I didn't care for them stating that they found XMRV in 95% of patients. The science study only found 67%, so they are quoting post study results which were not published. Also, they focused only on few symptoms and didn't say anything about other infections that could be present in cfs people. But overal i thought it wasn't that bad...
Hi. Well really the % rates don't matter, because you either test positive or you don't. It's the accuracy that matters, and they've already said the new test coming out has very high specifity. It's impossible we'd all test positive for XMRV in droves, because we're all unexplained sick people - so the cause could be anything.
It's a reality thay many people on this forum and the world (including me) may well be dissapointed in 2010, that they never did have neuro immune disease, and were told wrong. Naturally these people won't test positive for XMRV, and then can chose other avenues of help.
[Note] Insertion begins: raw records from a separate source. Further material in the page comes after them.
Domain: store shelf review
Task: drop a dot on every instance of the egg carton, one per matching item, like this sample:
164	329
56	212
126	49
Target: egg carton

The 67% detection rate was their first test used in early 2009 (used in SCIENCE) that
isn't going to be the final test that health agencies will use - so why refer to it?.
If a preliminary test for diabetes only had a 67% detection rate, and since then I refined it and got a test out for diabetes that anyone can use around the world, (as the antibody test for XMRV will be) then I'd not refer to the previous less accurate one. This is all they did here.
Currently on a research basis, VIPdx/WPI are offering the lower detection rate test (effectively old technology), insurance companies and doctors offices won't be using this test as 'proof' of neuro immune diease, they will wait for the finalised clinically validated test in 2010 - the antibody test, which is running at 95%. Hence they mentioned the 95%. Makes perfect sense. We are all hobbyists on here effectively, having to be our own doctors. Doctors will ignore the XMRV test until it's 'official', it's not yet the antibody test is not available.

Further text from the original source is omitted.